Selanne and Mikael Granlund each had a goal and an assist for the steady Finns, who overcame an early deficit and silenced the Bolshoy Ice Dome with two goals in the first period.
Despite its roster of high-priced offensive stars, Russia couldn't score in the final 52 minutes after Ilya Kovalchuk's early power-play goal.
Finland will face top-seeded Sweden in the semifinals on Friday.
Russia has failed to win a medal in three straight Olympics since 2002, and even home-ice advantage couldn't end the embarrassing drought.
A quarter-final exit is excruciating for the proud Russian team, which pressed relentlessly and fruitlessly in the third period after falling behind by two goals.
After the final buzzer, several Russian players stood on the ice with their hands on their knees. Evgeni Malkin, who failed to score a goal in the last four games, dropped to one knee before captain Pavel Datsyuk led the traditional post-game handshake line.
The Russians then gathered at centre ice amid more jeers and whistles than cheers, mournfully raising their sticks to salute the fans before skating off the ice at an arena built to herald Russia's return to hockey dominance.
Alex Ovechkin, the reigning NHL MVP and one of the Sochi Games' most public faces, failed to score another goal for Russia after scoring on his first shot just 1:17 into Russia's opener against Slovenia. Malkin, the Russians' other former NHL MVP, also didn't score a goal after the first four minutes of the opener.
Ovechkin, Malkin and Datsyuk all hailed Russia's home Olympics as the most important tournament of their careers, but they'll likely have only bitter memories.
Russia didn't play horribly in Sochi, winning three of its five games, but lost a painful eight-round shootout to the U.S. team before falling behind early and failing to catch up against steady Finland.
Semyon Varlamov allowed all three goals on 15 shots against the Finns before getting pulled for Sergei Bobrovsky during the second period.
Juhamatti Aaltonen scored the first goal for Finland, the most consistently successful Olympic team in the last two decades, winning medals in four of the past five games.
Russian fans realized the importance and peril of this game, filling the Olympic park early in the afternoon with cheers, chants and Russian flags.

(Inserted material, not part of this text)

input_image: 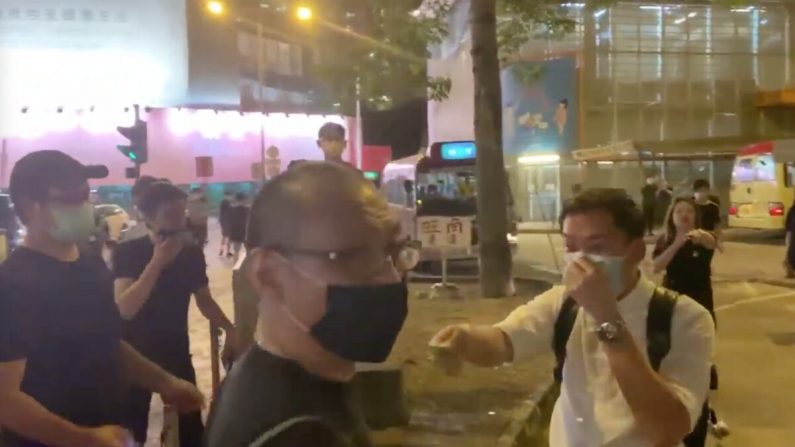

The Bolshoy crowd began chanting "Ro-ssi-ya!" even before pre-game warm-ups, waving hundreds of flags and banners emblazoned with hometowns and slogans.
The tone was uncommonly intense from the opening faceoff. After Granlund took an early holding penalty in the offensive zone, captain Pavel Datsyuk fed Kovalchuk for a hard shot over Rask's shoulder. Kovalchuk popped the water bottle off the top of Finland's net and celebrated with a two-footed leap into the air amid ecstatic cheers.
But moments later, Aaltonen made a beautiful move along the goal line, putting a shot under Varlamov's glove arm for the KHL forward's first goal in Sochi.
Bolshoy got quiet, and it became positively funeral-like late in the period when Granlund moved up the boards, broke past two defencemen and fed Selanne for the Finn captain's 22nd goal in a record-tying six trips to the Olympics. The 43-year-old Selanne extended his own record for the oldest player to score in an Olympics.
Finland scored again on the power play early in the second, with Granlund collecting Selanne's rebound and sliding in a backhand from a sharp angle. Granlund, who turns 22 in a week, hadn't been born when Selanne played in his first Olympics in 1992.
Russia put together an impressive offensive stretch after Bobrovsky came on, with Rask forced to make a big save on Alexander Semin's breakaway. The Russians continued to press in the third period, outshooting Finland 14-5, but Rask made big saves when his teammates didn't block Russia's shots.
Dozens of fans lingered in their seats long after the team left the ice, disconsolately folding their flags and staring at the ice. A few Finnish fans near centre ice even went up to a group of Russian fans for a hug.